Airbus Safran said it would use new manufacturing techniques, including the use of 3D printers, to keep the engine’s cost down to around 1 million euros ($1.1 million).

“The commercial market - at least the European one - is asking for reliability, on-time delivery and cost, and we have to find the best way to answer these market expectations,” its CEO, Alain Charmeau, told Reuters.

The firm, a joint venture between Airbus and Safran that will become ArianeGroup on July 1, currently powers the rockets it uses to launch satellites for commercial clients with Vulcain 2 engines costing around 10 million euros each.

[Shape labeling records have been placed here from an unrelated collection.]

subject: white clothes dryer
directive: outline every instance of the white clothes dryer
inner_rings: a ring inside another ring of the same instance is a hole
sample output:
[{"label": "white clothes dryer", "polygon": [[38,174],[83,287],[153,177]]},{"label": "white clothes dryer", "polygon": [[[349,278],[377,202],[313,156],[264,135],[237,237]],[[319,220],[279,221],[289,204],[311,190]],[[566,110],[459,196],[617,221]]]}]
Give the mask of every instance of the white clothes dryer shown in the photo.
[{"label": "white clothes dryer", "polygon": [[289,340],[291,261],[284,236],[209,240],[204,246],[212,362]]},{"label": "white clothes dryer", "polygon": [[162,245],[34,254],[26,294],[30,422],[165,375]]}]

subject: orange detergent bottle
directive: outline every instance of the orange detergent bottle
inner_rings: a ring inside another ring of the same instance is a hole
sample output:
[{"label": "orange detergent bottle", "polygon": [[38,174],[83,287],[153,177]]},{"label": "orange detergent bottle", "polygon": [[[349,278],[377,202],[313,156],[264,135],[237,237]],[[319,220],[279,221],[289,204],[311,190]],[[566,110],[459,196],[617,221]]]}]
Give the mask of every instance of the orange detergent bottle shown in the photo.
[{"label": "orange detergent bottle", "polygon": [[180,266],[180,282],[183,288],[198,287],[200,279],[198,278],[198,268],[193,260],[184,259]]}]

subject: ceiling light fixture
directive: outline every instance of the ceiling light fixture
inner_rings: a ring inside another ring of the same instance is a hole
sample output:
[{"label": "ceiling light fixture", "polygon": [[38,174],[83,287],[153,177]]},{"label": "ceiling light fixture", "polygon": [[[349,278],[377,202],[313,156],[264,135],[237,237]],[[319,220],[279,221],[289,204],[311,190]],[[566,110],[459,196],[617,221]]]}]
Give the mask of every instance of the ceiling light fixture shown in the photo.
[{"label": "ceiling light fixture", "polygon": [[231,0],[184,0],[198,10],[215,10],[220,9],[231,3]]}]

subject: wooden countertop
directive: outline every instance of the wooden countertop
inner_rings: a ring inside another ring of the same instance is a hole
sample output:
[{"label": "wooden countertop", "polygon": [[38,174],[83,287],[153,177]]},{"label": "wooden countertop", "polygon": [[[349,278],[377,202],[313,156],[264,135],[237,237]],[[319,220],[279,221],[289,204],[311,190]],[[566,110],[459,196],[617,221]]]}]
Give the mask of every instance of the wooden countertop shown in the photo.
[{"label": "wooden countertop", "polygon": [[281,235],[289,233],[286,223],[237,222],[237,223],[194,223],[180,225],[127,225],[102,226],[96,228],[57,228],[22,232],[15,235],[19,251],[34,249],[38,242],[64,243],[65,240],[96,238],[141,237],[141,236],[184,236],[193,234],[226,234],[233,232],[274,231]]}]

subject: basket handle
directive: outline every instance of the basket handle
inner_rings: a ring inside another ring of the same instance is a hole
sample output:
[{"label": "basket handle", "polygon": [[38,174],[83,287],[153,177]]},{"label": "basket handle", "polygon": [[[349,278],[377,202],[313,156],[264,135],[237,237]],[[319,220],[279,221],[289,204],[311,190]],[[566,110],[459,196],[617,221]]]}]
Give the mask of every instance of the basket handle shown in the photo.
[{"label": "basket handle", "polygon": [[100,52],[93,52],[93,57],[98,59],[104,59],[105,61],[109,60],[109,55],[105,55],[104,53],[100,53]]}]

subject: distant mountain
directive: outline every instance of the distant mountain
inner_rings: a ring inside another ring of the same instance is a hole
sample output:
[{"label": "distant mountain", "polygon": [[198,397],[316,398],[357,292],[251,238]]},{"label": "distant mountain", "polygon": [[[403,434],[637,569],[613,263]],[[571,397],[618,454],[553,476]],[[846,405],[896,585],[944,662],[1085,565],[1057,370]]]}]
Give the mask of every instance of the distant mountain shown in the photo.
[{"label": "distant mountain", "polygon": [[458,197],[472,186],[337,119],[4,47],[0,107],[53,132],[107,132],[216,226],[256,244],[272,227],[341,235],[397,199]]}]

Prometheus, whose partners also include Italy’s Avio, GKN from Sweden, and Safran AeroBooster from Belgium, demonstrated Europe’s commitment to remain a major player in the global “race for access to space”, Charmeau said.

As one growth driver for the industry he identified the adoption of technology enabling driverless cars, which would boost demand for communications satellites - and hence for rockets to launch them - to relay uninterrupted signals.

“We know it will happen. We see prototypes that are already working in Germany and California,” he said. “We know this will be a big market but when is difficult to predict.”

In the near term, ArianeGroup would remain focused on rolling out the successor to its current Ariane 5 rocket.

“We need, and will have Ariane 6 in 2020, but we also have to prepare for the future ...and that is why this (Prometheus) program is important,” he said.

The jury was still out on the issue of reusability, however.

California-based Space Exploration Technologies (SpaceX) earlier this year achieved what it called “a huge revolution in spaceflight” by reusing part of one of its Falcon 9 rocket on a subsequent launch.

Charmeau said Prometheus would include work on reusability. “(But) the market is not asking for reusability... As long as we have a limited number of institutional launches it’s difficult to bet on reusability.”

If the market grew significantly, reusability could become a more important factor, but that was unlikely for 15 years, Charmeau said, adding that ArianeGroup was not competing directly with SpaceX.

He said the group would have estimated sales of 3 billion euros in 2017 and expected flat revenues with a slight upward trend over the next few years, with stronger growth to kick in from 2020.

Avio chief executive Giulio Ranzo told Reuters that reusable engines were not necessarily economically efficient given their need to be refurbished. To cut unit costs, Avio had started standardizing components for different launchers, a solution that was “as efficient as reusable engines”.